# Crankshaft Leak - do I need a new engine?



## Ryan23 (Dec 11, 2007)

I have a 1999 Nissan Sentra GXE. I had low oil, but no oil puddles, so I took my car in for service. They determine that it was a crankshaft seal leak, and replaced the seal. I kept an eye on the oil for two weeks, and did not notice any more problems. However, in the third week I noticed a burning smell coming from under the hood after driving the car for approx. 5 minutes. I took the car back in and they determine that the crankshaft seal was starting to leak again. They replaced the seal, free of charge, and I picked it up today. When I picked it up the mechanic said that if the crankshaft seal starting to leak again then I would need a new engine. Is this reasonable? Should I get a second opinion?


----------



## GT2871RBLUBIRD (Oct 25, 2007)

definitly shouldnt at all need a new engine becuase of the crankshaft seal.

if that seal isnt replaced correctly t can leak again like its doing. a second opinon with someone who knows what they are doing would be very valid.

i have read a few post where that seal was leaking and they replaced it and it still leaked becuase it wasnt 100% installed correctly


----------



## OchnofConcrete (Jan 7, 2008)

damn straight....

absolutely no reason an old or misinstalled seal effes up a CRANKSHAFT!!

all it is is rubber seal riding on the crank outter surface.
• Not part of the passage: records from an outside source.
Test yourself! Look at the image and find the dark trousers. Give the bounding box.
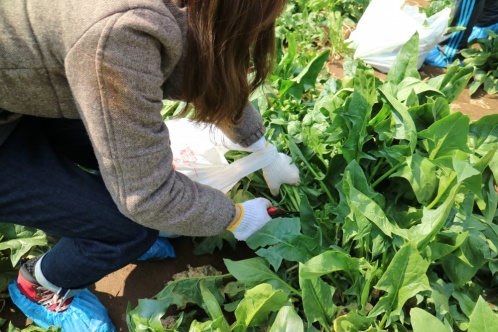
[0,116,158,289]
[441,0,498,57]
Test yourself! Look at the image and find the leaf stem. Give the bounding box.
[287,284,303,297]
[368,158,385,183]
[371,162,404,189]
[426,172,457,209]
[292,186,302,211]
[286,186,300,212]
[379,312,389,329]
[317,154,329,169]
[306,165,336,204]
[286,264,299,273]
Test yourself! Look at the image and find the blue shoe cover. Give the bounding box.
[424,46,449,68]
[469,23,498,41]
[8,281,116,331]
[137,237,176,261]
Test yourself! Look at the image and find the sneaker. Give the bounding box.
[16,257,73,312]
[9,256,116,331]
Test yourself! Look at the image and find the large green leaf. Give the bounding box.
[126,299,170,332]
[246,216,321,270]
[342,62,377,162]
[439,63,475,103]
[268,302,304,332]
[468,114,498,156]
[246,218,301,249]
[199,280,229,331]
[480,176,498,223]
[0,224,48,266]
[453,282,482,317]
[392,153,437,205]
[468,297,498,332]
[428,231,468,262]
[429,276,454,318]
[418,112,471,160]
[441,232,492,286]
[298,194,322,238]
[410,308,451,332]
[299,251,369,279]
[154,270,226,309]
[189,317,225,332]
[396,77,443,102]
[408,185,459,250]
[254,234,321,271]
[333,312,375,332]
[233,283,288,332]
[368,243,431,317]
[452,157,483,199]
[452,157,481,183]
[299,264,336,332]
[343,164,405,238]
[378,85,418,152]
[224,258,295,294]
[386,33,421,85]
[282,50,331,99]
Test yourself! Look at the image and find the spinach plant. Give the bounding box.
[462,30,498,95]
[128,33,498,331]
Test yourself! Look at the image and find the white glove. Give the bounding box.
[228,198,272,241]
[263,153,300,196]
[228,136,300,196]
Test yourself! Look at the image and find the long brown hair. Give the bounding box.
[181,0,287,129]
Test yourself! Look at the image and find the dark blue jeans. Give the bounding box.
[0,116,158,289]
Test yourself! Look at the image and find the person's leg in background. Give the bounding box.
[425,0,485,67]
[0,116,159,331]
[469,0,498,39]
[444,0,485,59]
[477,0,498,26]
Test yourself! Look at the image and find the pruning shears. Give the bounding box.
[267,207,299,218]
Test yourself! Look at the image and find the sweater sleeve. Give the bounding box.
[64,8,235,236]
[221,103,266,147]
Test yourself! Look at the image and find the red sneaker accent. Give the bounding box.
[16,270,73,313]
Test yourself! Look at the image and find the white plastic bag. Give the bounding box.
[166,118,278,193]
[346,0,451,73]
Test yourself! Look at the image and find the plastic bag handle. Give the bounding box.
[197,144,278,193]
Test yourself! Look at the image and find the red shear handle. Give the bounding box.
[267,207,279,215]
[267,207,299,217]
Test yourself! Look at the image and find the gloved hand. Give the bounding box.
[263,153,300,196]
[228,198,272,241]
[227,136,300,196]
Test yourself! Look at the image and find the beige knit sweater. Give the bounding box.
[0,0,265,236]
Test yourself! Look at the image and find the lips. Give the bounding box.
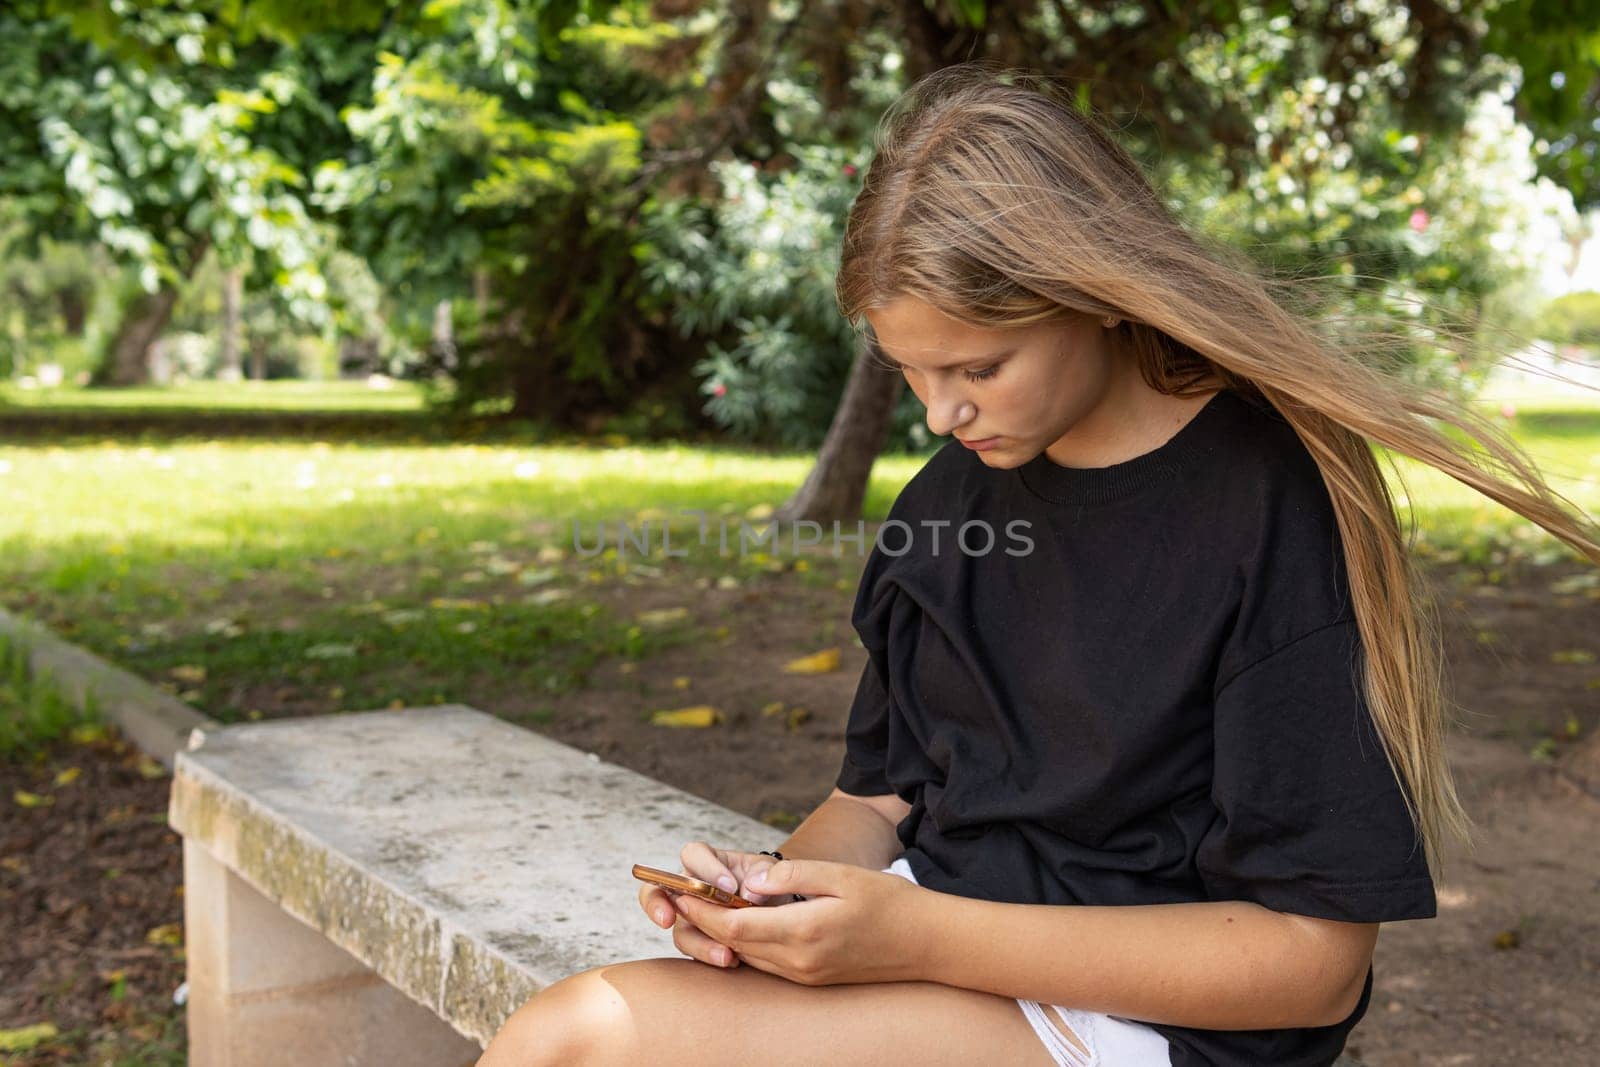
[958,436,1001,451]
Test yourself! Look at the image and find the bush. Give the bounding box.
[1537,290,1600,347]
[639,145,932,452]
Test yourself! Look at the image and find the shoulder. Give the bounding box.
[1206,391,1359,667]
[1207,390,1339,536]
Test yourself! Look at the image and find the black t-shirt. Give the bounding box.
[836,388,1436,1067]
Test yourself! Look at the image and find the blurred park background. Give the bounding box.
[3,1,1600,1064]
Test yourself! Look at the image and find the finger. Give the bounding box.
[734,855,779,905]
[637,885,676,929]
[745,857,843,899]
[673,887,788,950]
[671,914,740,968]
[680,840,739,895]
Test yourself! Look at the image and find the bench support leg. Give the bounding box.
[182,839,484,1066]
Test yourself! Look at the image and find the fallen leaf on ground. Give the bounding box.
[170,664,207,684]
[1551,649,1596,665]
[429,597,487,611]
[760,701,786,718]
[146,923,183,947]
[69,724,109,745]
[636,607,689,626]
[13,791,53,808]
[52,767,81,787]
[305,643,358,659]
[650,706,721,728]
[783,648,840,674]
[1492,929,1521,950]
[0,1023,59,1052]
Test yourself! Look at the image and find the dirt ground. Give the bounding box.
[0,730,185,1065]
[2,556,1596,1065]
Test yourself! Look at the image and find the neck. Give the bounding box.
[1046,364,1215,470]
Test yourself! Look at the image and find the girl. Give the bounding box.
[479,64,1599,1066]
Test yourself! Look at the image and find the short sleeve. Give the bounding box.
[835,655,896,797]
[1195,618,1437,923]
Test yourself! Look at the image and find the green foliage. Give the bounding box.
[1483,0,1600,210]
[1538,291,1600,346]
[0,637,103,762]
[0,6,334,337]
[313,0,702,418]
[0,227,118,382]
[1154,6,1580,385]
[638,145,928,450]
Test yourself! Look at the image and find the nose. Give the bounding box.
[924,385,976,438]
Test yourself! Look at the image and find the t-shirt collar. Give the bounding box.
[1016,389,1238,505]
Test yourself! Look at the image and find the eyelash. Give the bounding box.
[883,360,999,383]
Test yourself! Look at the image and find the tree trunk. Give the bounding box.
[776,330,906,523]
[218,267,243,381]
[248,339,267,381]
[98,286,180,386]
[57,287,88,337]
[775,2,979,523]
[431,298,457,373]
[473,268,492,315]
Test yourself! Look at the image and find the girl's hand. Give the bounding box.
[668,857,931,986]
[636,841,790,968]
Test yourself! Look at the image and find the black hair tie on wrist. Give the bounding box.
[757,849,806,903]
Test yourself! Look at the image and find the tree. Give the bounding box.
[0,3,335,384]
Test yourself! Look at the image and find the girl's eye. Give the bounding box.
[964,366,999,382]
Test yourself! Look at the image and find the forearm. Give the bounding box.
[776,796,900,871]
[912,893,1368,1030]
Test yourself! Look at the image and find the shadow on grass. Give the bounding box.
[0,408,501,443]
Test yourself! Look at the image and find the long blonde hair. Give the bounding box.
[835,62,1600,876]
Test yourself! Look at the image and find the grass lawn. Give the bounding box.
[0,379,428,413]
[0,383,1594,727]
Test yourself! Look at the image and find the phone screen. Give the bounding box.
[632,863,753,908]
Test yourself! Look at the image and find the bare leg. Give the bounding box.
[477,956,1089,1067]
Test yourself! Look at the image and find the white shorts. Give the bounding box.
[881,857,1172,1067]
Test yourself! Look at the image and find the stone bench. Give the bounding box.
[168,705,784,1064]
[169,703,1367,1066]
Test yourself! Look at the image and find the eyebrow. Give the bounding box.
[878,347,1017,371]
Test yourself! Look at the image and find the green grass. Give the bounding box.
[0,378,428,413]
[0,428,925,720]
[0,636,103,762]
[1390,394,1600,568]
[0,388,1592,723]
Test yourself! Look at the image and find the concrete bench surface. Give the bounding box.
[169,703,1369,1066]
[169,704,784,1062]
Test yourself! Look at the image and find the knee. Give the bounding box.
[477,967,631,1067]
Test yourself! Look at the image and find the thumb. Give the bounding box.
[746,857,834,897]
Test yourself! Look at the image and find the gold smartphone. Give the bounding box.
[632,863,753,908]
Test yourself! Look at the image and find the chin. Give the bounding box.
[973,446,1027,469]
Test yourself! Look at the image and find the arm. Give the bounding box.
[775,788,909,871]
[910,890,1378,1030]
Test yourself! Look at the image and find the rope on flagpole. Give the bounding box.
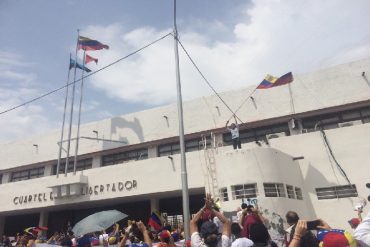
[175,36,244,124]
[0,32,173,116]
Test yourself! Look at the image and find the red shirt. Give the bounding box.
[241,214,262,238]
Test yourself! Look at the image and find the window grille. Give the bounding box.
[264,183,286,197]
[231,183,258,200]
[315,184,358,200]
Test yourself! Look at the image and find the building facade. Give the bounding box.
[1,58,370,238]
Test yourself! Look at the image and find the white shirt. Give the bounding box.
[231,238,254,247]
[354,212,370,246]
[228,127,239,139]
[191,232,231,247]
[213,217,224,234]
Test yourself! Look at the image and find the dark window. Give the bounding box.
[231,183,258,199]
[286,185,295,199]
[264,183,286,197]
[53,158,93,175]
[219,187,229,202]
[0,173,2,184]
[223,123,289,145]
[295,187,303,200]
[315,184,358,200]
[158,138,211,157]
[102,149,148,166]
[11,167,45,182]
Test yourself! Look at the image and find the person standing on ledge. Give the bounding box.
[226,115,241,150]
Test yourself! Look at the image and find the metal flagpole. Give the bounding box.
[73,50,86,175]
[173,0,190,240]
[288,82,295,114]
[65,30,80,176]
[56,53,72,178]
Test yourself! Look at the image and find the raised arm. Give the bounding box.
[137,221,152,247]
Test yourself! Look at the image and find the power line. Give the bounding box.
[175,35,244,124]
[0,32,173,116]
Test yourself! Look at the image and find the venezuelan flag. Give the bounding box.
[257,74,278,89]
[148,210,162,231]
[257,72,293,89]
[78,36,109,51]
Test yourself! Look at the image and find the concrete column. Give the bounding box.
[38,211,48,237]
[44,164,54,176]
[150,198,159,212]
[213,133,224,148]
[148,146,158,158]
[92,156,102,168]
[288,118,303,135]
[1,173,11,184]
[0,215,5,239]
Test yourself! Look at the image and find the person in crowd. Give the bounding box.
[284,212,319,247]
[284,211,299,246]
[230,223,253,247]
[47,231,61,245]
[190,193,231,247]
[239,205,265,239]
[2,235,11,247]
[108,223,120,245]
[226,115,241,150]
[354,211,370,246]
[77,234,92,247]
[288,219,356,247]
[118,220,152,247]
[249,223,277,247]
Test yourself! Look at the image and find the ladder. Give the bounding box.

only ONLY ONLY reason is by some mystical other-worldly chance that the part of the crank the seal rides on is seriously gouged, and if the mechanic didn't notice something like that when it's in the direct viewing of installing the seal..... he's a complete idiot... in fact, i've never replaced a seal and i'd never use that idiot again can he didn't do it right. i never have done it before... will soon... and will just be reading how... and i can garuntee you it'll work the first time.

he's full of sh!t. <--the mechanic... or should i say mecantfixit.


----------